An artist in Germany used 99 smartphones and a wagon to fool Google.
Do you ever feel like Google Maps may be slightly off? That perhaps the ubiquitous service may have made a mistake in calculating the traffic for your morning commute?
If so, then perhaps you have encountered German artist Simon Weckert. In an attempt to draw attention to how dependent we as a society have become on technology, Weckert put 99 smartphones in a red wagon and pulled it around the block of a typically lightly congested intersection in Berlin.
Because Google Maps works by pinging a signal off smart phones that are using the service, this created the illusion of a massive traffic jam, and Google Maps suggesting alternative routes to avoid the faux traffic.
Watch Weckert's YouTube video here:
Despite being “hacked,” Google has taken this bit of performance art with some humor, stating that experiments like Weckert's help Google Maps become better.

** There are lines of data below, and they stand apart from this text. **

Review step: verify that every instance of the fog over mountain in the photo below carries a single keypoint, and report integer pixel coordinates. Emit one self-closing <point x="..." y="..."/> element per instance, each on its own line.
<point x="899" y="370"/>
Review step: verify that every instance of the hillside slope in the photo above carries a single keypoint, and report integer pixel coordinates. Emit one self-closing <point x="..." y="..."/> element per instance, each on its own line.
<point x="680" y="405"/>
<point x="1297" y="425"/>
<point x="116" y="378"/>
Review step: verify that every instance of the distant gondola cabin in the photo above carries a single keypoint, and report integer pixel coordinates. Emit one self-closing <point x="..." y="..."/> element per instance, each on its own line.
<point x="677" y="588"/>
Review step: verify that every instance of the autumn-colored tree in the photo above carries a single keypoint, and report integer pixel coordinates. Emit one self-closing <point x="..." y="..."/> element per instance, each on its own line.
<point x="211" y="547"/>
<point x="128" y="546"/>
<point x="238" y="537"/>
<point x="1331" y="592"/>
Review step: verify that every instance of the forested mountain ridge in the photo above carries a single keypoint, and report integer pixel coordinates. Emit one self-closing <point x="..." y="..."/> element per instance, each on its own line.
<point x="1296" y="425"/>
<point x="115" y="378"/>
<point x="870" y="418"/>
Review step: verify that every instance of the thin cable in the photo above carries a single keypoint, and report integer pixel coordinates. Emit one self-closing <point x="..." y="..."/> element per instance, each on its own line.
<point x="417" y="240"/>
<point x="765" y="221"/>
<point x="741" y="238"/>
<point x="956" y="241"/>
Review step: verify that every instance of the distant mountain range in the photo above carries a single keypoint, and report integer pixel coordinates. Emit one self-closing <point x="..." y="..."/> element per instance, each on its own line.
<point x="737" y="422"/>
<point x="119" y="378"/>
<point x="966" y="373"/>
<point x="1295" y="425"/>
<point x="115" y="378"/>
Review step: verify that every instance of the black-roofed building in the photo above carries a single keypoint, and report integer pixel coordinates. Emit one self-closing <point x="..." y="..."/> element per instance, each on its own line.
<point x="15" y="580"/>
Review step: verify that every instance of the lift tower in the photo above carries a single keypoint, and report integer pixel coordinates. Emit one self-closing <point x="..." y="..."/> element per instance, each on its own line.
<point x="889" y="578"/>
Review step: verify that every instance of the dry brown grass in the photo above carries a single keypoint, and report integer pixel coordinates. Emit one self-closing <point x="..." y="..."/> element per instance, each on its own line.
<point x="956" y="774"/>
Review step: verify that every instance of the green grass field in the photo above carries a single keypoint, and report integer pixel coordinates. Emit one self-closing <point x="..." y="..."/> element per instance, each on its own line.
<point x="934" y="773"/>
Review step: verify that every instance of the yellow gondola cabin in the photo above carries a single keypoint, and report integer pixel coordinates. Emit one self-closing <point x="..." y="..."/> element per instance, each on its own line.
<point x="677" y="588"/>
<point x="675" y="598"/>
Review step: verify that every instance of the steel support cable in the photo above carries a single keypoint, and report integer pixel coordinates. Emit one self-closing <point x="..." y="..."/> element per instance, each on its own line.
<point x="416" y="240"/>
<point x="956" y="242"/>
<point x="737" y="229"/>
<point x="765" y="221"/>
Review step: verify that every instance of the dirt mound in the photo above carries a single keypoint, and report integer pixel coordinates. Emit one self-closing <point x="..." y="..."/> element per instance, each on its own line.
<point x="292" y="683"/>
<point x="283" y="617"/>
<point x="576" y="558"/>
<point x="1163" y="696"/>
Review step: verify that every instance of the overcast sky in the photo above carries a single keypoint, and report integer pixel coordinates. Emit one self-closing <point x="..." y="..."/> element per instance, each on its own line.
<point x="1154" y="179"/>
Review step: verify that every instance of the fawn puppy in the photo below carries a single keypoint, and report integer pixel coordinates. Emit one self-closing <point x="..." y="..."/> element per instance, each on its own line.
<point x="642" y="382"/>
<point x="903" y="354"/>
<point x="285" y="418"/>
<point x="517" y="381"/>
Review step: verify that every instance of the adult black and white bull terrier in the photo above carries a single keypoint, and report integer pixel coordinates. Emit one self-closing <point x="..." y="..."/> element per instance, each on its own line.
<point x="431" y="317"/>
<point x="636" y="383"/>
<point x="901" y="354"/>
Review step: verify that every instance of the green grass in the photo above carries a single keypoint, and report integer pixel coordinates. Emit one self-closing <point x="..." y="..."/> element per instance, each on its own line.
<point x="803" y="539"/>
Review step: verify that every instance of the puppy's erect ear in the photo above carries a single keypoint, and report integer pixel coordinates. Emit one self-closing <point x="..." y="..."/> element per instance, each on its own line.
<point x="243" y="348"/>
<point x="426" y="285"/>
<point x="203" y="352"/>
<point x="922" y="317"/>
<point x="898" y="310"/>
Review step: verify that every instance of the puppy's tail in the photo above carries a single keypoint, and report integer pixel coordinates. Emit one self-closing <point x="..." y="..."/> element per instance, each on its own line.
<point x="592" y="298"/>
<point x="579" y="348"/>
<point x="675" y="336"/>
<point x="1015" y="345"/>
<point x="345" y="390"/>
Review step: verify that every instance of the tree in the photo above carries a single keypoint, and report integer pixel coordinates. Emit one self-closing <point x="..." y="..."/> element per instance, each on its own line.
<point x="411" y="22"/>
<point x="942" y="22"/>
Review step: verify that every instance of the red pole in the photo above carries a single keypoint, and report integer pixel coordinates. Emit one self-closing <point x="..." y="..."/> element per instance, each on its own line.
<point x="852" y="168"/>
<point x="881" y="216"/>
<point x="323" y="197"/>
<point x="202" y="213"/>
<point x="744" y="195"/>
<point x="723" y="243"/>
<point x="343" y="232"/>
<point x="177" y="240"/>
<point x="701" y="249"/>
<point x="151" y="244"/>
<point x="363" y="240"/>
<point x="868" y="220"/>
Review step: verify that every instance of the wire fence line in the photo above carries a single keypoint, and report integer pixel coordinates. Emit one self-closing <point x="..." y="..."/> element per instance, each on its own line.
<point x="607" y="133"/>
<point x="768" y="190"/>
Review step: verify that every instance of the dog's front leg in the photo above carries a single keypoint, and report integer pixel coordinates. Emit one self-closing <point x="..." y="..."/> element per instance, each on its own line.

"We’ve launched the ability to distinguish between cars and motorcycles in several countries including India, Indonesia, and Egypt,” a Google spokesperson reported to Business Insider, "though we haven’t quite cracked traveling by wagon.”
In an email to Business Insider, Weckert noted, “There is no such thing as neutral data. Data is always collected for a specific purpose by a combination of people, technology, money, commerce, and government.”
While this is not necessarily dangerous, Weckert has succeeded in pointing out how much of our daily lives we put in the hands of huge corporations and technology.